Four arms, identical model and teacher pool, differing only in the gradient policy:

vanilla -- no intervention; the emergence reference.
erase -- subtract the v_hack component from the live delta_S gradient (one-sided).
route -- quarantine the v_hack component into a throwaway delta_S_hack knob, deleted at deploy. Gradient routing (Cloud et al. 2024) in the SVD basis. (v1: shared basis, relu gate on the kept-axis coords, same as erase but routed not erased.)
route2 -- current routing arm. Per-rollout gate cos(g_rollout, v_grad) > tau (tau calibrated each step from the hack-vs-clean cosine gap) decides whether a rollout's whole gradient routes into a scale-matched, distinct-basis delta_S_hack. An exploration floor (rollout_ablate_frac) generates a fraction of rollouts knob-off so the deployed knob always sees solve signal even if the full policy saturates on hacking.
route, weak detector -- the generalisation test: build v_hack from only 2 of the 4 modes (the "known" hacks the weak detector can flag), route on that subspace, and measure whether the 2 held-out modes are also suppressed. This is the load-bearing no-cheat check.

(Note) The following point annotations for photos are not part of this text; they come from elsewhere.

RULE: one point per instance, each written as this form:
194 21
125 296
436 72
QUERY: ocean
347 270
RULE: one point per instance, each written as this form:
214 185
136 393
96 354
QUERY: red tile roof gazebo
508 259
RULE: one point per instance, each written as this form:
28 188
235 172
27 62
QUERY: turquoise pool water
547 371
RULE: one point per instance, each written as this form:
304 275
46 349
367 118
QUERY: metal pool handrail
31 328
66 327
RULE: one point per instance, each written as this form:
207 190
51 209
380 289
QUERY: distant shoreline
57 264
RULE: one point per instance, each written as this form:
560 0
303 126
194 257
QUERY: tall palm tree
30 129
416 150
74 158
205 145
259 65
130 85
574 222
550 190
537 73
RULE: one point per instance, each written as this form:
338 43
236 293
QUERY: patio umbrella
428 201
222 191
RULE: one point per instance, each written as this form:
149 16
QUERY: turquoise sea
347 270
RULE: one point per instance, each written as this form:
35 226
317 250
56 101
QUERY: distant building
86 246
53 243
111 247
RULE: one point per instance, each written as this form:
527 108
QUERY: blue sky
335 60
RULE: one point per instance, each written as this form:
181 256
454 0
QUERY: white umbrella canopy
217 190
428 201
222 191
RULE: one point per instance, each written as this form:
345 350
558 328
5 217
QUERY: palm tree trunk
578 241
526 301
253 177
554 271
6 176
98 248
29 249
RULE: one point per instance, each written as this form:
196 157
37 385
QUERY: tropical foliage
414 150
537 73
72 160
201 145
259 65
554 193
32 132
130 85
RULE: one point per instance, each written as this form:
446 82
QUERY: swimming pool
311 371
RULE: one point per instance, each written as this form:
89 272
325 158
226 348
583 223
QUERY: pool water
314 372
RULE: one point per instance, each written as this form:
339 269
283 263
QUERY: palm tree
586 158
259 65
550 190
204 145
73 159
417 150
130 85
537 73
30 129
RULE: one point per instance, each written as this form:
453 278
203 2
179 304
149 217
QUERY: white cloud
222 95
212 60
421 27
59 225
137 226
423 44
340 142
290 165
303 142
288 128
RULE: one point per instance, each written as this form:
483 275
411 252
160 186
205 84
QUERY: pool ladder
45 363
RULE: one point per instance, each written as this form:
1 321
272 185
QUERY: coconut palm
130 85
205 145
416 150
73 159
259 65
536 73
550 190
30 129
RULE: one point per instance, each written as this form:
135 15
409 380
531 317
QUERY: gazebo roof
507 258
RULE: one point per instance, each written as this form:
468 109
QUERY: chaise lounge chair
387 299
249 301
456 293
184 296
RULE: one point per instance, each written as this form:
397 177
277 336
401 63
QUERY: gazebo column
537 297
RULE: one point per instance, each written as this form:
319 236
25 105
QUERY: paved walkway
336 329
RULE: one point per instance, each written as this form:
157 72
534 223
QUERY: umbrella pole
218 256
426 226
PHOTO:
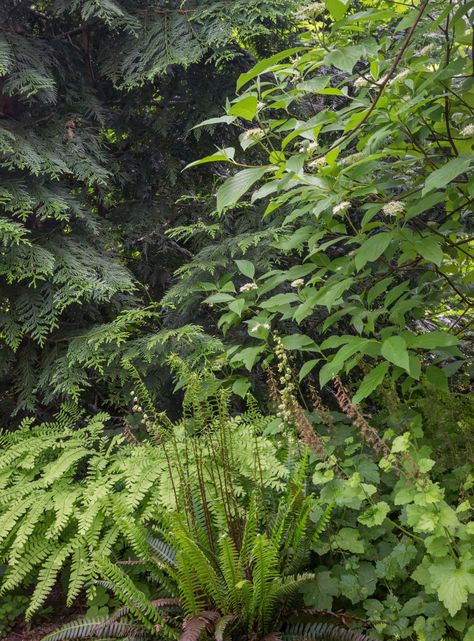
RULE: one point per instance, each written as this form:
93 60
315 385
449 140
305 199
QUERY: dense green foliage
241 317
93 139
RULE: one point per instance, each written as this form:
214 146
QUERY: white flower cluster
351 159
258 326
467 131
253 134
341 208
308 148
317 163
248 287
427 49
361 82
312 9
393 208
297 283
401 76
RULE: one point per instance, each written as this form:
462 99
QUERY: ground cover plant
237 319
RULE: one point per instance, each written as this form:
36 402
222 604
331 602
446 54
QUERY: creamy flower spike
258 326
247 287
308 149
253 134
312 9
393 208
317 163
297 283
467 131
341 208
427 50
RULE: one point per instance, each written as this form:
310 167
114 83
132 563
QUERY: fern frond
98 628
222 625
321 632
196 625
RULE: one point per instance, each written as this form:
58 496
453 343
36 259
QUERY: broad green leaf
453 584
320 592
437 377
307 368
314 85
394 349
345 58
445 174
372 249
299 341
222 155
241 387
236 186
237 306
220 297
245 108
432 340
337 8
424 203
246 268
371 381
248 356
279 299
220 120
265 65
348 539
375 515
430 248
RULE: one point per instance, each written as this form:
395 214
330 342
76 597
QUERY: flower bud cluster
289 409
138 409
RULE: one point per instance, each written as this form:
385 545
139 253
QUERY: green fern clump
241 580
69 494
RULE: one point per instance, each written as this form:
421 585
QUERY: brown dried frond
319 406
129 435
368 433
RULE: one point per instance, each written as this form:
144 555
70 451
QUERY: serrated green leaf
394 349
222 155
236 186
345 58
246 268
372 249
307 368
445 174
245 108
371 381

Deploy hack/solve is measured the same way for every arm now: knob-off forward (ablate_quarantine for route/route2, the trained model itself for vanilla/erase), n=64 prompts*group, sampled at T=0.7. So the per-arm deploy numbers are apples-to-apples.

The frozen-vs-refresh distinction is orthogonal: any arm can re-extract v_hack every N steps on the current adapter (for route, with the quarantine ablated during extraction, see the blog).

Quick start

uv sync
just smoke               # tiny-random model, projected pathway, ~1-2 min
just smoke-vanilla       # tiny-random model, vanilla pathway, ~1-2 min
just download-model      # warm Qwen3-4B cache (full preset peaks ~73GB on 96GB)
just queue-full          # queue extract + 3-seed vanilla + 3-seed projected sweep

See RESEARCH_JOURNAL.md for session-by-session findings, including the 2026-05-23 grader-bug discovery that invalidated all prior gt=0 measurements and the move from Qwen3.5-2B to Qwen3-4B (reference substrate).

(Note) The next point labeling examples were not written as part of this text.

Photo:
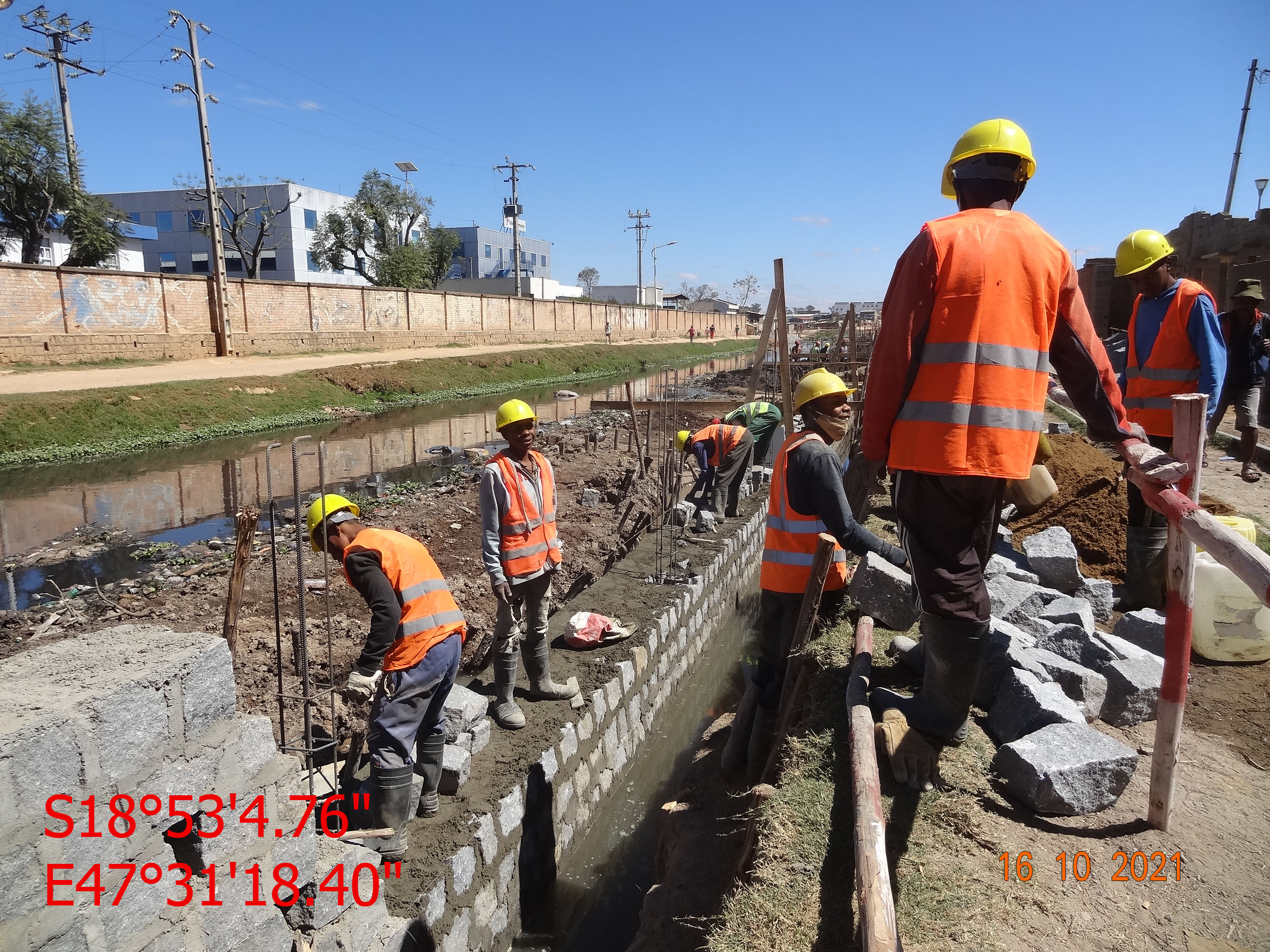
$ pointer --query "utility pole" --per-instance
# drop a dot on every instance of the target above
(60, 35)
(639, 228)
(515, 210)
(1255, 75)
(220, 309)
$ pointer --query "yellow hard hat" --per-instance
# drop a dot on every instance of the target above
(820, 382)
(513, 412)
(324, 508)
(1141, 250)
(991, 136)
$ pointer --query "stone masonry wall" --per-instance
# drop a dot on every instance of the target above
(142, 710)
(63, 315)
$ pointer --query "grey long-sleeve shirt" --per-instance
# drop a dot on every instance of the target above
(494, 503)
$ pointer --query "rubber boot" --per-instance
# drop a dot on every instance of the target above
(427, 768)
(537, 666)
(737, 749)
(954, 658)
(911, 654)
(1146, 564)
(391, 807)
(760, 744)
(506, 714)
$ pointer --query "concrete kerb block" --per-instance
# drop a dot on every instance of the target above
(1066, 768)
(1052, 555)
(1024, 705)
(1133, 691)
(884, 592)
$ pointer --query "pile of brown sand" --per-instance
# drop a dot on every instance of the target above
(1091, 505)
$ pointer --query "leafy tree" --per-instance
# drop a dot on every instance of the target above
(746, 287)
(374, 235)
(588, 277)
(35, 185)
(250, 228)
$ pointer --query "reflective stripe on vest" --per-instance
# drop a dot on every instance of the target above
(430, 614)
(978, 398)
(724, 436)
(527, 537)
(1172, 366)
(790, 541)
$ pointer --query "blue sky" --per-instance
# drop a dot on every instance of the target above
(812, 131)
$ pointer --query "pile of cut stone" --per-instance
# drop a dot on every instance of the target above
(1050, 672)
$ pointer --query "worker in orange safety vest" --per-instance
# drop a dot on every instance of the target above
(415, 638)
(521, 552)
(982, 306)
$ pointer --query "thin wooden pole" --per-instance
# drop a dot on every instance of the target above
(247, 520)
(873, 878)
(761, 353)
(782, 338)
(1189, 410)
(639, 450)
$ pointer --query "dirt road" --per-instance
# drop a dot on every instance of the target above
(221, 367)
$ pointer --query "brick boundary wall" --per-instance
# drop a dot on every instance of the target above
(140, 709)
(65, 315)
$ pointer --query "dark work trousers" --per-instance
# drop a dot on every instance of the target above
(1141, 513)
(778, 618)
(948, 527)
(727, 476)
(411, 705)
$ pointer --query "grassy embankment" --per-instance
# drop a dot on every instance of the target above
(801, 895)
(46, 428)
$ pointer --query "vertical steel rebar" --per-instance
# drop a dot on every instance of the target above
(303, 643)
(277, 606)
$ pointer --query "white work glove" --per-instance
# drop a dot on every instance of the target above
(1156, 465)
(361, 687)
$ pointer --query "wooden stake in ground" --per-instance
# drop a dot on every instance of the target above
(244, 526)
(1189, 413)
(873, 878)
(798, 676)
(764, 343)
(782, 338)
(639, 450)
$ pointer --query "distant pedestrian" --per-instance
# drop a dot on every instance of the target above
(1247, 353)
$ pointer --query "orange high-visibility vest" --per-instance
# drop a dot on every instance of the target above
(527, 539)
(1172, 366)
(430, 614)
(978, 399)
(789, 544)
(726, 438)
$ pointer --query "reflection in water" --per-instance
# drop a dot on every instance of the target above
(192, 493)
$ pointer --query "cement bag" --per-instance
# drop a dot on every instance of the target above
(591, 629)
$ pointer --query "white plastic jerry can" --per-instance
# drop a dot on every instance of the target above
(1230, 623)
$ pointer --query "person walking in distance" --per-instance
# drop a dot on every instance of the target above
(1247, 361)
(806, 499)
(981, 306)
(521, 552)
(415, 638)
(1175, 347)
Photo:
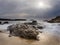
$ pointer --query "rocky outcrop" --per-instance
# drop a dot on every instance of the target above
(55, 20)
(24, 31)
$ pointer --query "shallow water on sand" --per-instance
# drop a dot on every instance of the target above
(50, 36)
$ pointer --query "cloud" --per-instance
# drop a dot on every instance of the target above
(28, 9)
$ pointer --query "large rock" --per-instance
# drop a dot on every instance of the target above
(55, 20)
(24, 31)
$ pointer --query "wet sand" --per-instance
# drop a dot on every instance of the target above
(44, 39)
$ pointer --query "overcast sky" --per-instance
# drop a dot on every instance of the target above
(37, 9)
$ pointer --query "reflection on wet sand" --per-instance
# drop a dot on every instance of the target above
(45, 39)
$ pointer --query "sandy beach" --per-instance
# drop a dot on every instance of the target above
(45, 39)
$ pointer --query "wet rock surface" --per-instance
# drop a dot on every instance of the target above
(24, 31)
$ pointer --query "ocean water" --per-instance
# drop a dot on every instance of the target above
(50, 35)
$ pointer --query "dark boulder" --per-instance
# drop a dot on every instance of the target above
(24, 31)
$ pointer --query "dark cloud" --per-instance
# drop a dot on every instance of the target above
(28, 9)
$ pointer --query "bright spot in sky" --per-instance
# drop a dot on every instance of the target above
(43, 5)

Current findings (preliminary, n=1 seed)

Stale as of 2026-06-02. The numbers below are the late-May erase/basis-width result at the old default mix=0.5. Default mix is now locked to 0.125, the primary arm is route2, and the live comparison is per-arm deploy hack/solve (knob-off, n=64, T=0.7). n=3 no-floor route2 + matched vanilla refs are landing (pueue jobs 68-79); this section gets rewritten on those numbers. Latest results live in RESEARCH_JOURNAL.md.

These are headline results from the fast preset (20 steps, mix=0.5, seed=41). Full provenance and per-step log audits are in RESEARCH_JOURNAL.md.

What appears to work (seed 41): a stronger extracted basis drops last-5 student hack rate from 77.5% (v_hack_full) to 47.5% (v_hack_21pairs), frozen V, at matched ground-truth pass rate near 20%. CAVEAT (corrected 2026-05-29 from the safetensors shapes, see docs/results.md Q8): the two bases differ on three axes at once — pairs used (10 vs 16), directions kept (k=5 vs k=12), and extract tau (0.25 vs 0.0) — so this is NOT cleanly "more pairs". A one-knob k-sweep is needed to attribute the gain. Vanilla-baseline head-to-head and seed=42/43 replicates are queued.

What turns out to matter for the design (entries f, i): the extracted v_hack basis goes stale fast during training. The per-step cosine of the live teacher gradient against v_hack decays from about 0.27 at step 0 to about 0.07 by step 10. Re-extracting v_hack every 2 optimizer steps (--vhack-refresh-every=2) keeps the second-half-of-training cosine about 1.43x higher than the frozen baseline. But at the 21-pair width, the refresh effect on last-5 hack_s is small (47.5% frozen vs 45.0% refresh-2, about 2.5pp). Basis width does most of the work; refresh helps marginally.

Hypotheses (preregistered)

See spec.md. Headline: H1 — gradient projection in SVD basis against a v_hack extracted from ~60-80 contrastive pairs reduces reward hack rate by

=30pp absolute vs vanilla GRPO at matched LeetCode pass rate (±10pp).

Status at 2026-05-29: 30pp absolute drop confirmed within the projected arm at n=1 seed (12-pair to 21-pair, entry h). Vanilla-baseline head-to-head and n>=2 seed replication queued.